Agriculture is another sector that is both impacted by climate and has the potential for climate solutions but both Washington state agriculture and climates are diverse, which means there will not be a one size fits all policy. I’ve been talking to farmers and others in the agricultural industry across the state to understand how they see themselves adapting to climate, transitioning to green energy, and taking advantage of opportunities as part of the climate solution.
Our visit to Point Roberts
Last week, Rep. Rule and I had powerful visit in Point Roberts. We started off at the library with a group of community leaders including the governor, Whatcom County Executive Satpal Sidhu, Rep. Suzan DelBene. We heard about the pain the border closure has had on the community, but also how if it opened tomorrow there will be a labor shortage if everyone went back to the previous levels of business. We also discussed the need for investment in Point Roberts, high speed internet, a public dock, and more workforce housing.
We then visited the only grocery store in town — a vital resource that has been at risk of closing since fewer Canadians have been able to shop there. I spoke to some employees who told me that during the normal high season the summers are ridiculously busy and they work long days. But they said that this year has been the complete opposite. On top of that, the two employees I spoke with live in Lynden and Ferndale, which only further highlighted the connections between mainland Whatcom County and Point Roberts.
Afterwards, Rep. Rule and I hosted a really special town hall, there were so many people we filled up one of the largest venues in Point Roberts. Rep. DelBene kicked us off, and Executive Sidhu joined us for the Q&A. It was great seeing three levels of government (federal, state and county) working together throughout the day! We heard about the border, the problems with ESD and access to state and federal grants. And we spoke about the need for investment and planning in Point Roberts from infrastructure to support for community events. We also heard about the resilience of the Point Roberts community and how much people want to work together.

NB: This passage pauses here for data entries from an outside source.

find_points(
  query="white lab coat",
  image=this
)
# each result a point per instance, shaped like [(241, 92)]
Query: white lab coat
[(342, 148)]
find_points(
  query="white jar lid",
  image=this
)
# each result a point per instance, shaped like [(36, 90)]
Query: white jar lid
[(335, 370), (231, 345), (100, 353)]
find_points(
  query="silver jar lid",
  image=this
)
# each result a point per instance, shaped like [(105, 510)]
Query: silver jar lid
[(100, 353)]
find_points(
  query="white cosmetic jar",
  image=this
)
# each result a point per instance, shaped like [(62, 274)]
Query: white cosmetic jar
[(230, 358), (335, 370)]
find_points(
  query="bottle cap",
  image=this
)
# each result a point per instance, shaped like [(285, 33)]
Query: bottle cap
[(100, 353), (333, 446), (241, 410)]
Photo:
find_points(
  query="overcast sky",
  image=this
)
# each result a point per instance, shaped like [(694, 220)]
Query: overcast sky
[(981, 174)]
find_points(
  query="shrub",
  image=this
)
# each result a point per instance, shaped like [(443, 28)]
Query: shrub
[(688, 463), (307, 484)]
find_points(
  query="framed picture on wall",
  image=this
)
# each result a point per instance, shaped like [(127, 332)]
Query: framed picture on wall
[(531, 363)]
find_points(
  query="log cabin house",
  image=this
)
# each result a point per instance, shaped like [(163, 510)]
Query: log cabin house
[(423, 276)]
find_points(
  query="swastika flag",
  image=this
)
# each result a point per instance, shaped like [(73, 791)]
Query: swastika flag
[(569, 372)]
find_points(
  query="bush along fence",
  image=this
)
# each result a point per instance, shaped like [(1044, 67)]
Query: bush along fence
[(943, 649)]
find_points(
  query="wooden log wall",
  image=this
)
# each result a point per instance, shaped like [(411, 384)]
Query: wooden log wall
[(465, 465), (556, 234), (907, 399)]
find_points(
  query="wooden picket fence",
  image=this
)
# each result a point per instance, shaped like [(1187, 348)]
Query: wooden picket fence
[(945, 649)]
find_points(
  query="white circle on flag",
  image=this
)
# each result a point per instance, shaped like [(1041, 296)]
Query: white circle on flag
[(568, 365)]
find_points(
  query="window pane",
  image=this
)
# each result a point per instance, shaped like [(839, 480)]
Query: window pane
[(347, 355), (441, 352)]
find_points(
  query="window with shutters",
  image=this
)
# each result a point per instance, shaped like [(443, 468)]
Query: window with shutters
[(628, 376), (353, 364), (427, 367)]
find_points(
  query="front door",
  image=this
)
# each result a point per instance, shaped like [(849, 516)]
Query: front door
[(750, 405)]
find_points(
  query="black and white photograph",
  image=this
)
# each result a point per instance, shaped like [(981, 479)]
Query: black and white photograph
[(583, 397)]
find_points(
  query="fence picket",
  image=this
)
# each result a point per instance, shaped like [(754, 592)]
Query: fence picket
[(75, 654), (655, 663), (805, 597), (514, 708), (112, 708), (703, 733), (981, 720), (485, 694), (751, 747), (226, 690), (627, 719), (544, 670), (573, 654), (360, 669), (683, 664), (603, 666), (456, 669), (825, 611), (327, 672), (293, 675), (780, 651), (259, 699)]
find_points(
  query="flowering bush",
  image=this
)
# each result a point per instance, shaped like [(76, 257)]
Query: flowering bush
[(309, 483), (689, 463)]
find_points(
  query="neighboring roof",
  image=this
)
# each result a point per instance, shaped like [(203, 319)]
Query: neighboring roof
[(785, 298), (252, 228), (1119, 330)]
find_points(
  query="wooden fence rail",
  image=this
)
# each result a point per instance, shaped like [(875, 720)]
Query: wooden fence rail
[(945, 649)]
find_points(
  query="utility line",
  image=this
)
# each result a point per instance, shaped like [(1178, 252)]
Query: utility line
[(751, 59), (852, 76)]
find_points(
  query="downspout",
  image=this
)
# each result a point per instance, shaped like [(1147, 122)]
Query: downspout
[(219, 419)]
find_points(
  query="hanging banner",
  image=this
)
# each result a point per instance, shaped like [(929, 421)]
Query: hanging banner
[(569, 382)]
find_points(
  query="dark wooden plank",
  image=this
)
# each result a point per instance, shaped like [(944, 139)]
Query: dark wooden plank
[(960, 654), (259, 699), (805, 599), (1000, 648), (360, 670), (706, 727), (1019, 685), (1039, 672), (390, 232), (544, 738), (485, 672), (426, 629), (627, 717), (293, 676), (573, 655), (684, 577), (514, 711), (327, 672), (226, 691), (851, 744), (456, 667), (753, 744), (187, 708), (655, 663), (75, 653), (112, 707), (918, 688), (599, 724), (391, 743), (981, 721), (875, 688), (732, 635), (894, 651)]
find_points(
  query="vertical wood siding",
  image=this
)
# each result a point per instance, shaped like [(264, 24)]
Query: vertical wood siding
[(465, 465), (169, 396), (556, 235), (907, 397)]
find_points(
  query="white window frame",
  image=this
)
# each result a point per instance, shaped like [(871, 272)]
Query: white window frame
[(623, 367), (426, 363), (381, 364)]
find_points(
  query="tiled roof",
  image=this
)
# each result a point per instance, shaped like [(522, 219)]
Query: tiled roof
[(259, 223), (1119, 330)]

Since then, we have been happy to see that Canada seems to be moving toward allowing vaccinated Americans into Canada. However, the news that the US has extended the closure to August 21st is devastating. Rep. Rule and I will be back in the fall to talk about the Main Street Program and do planning for post-pandemic economic recovery. But in the meantime, we will continue to advocate for the Point Roberts community with our federal government.
Meetings in our community
Rep. Rule and I met with members of Unity Care NW to talk about ways to improve health outcomes in our community. We partnered with them and other community partners to secure $4 million in the capital budget for the Way Station.
These funds will help build a place where people living on the streets can receive medical care and services to get them into housing. In addition to helping out people living outside, it will relieve pressure on our hospitals and emergency responders so they have capacity to respond quickly to calls throughout the entire district. Thank you to everyone who is working to make this critical project a reality!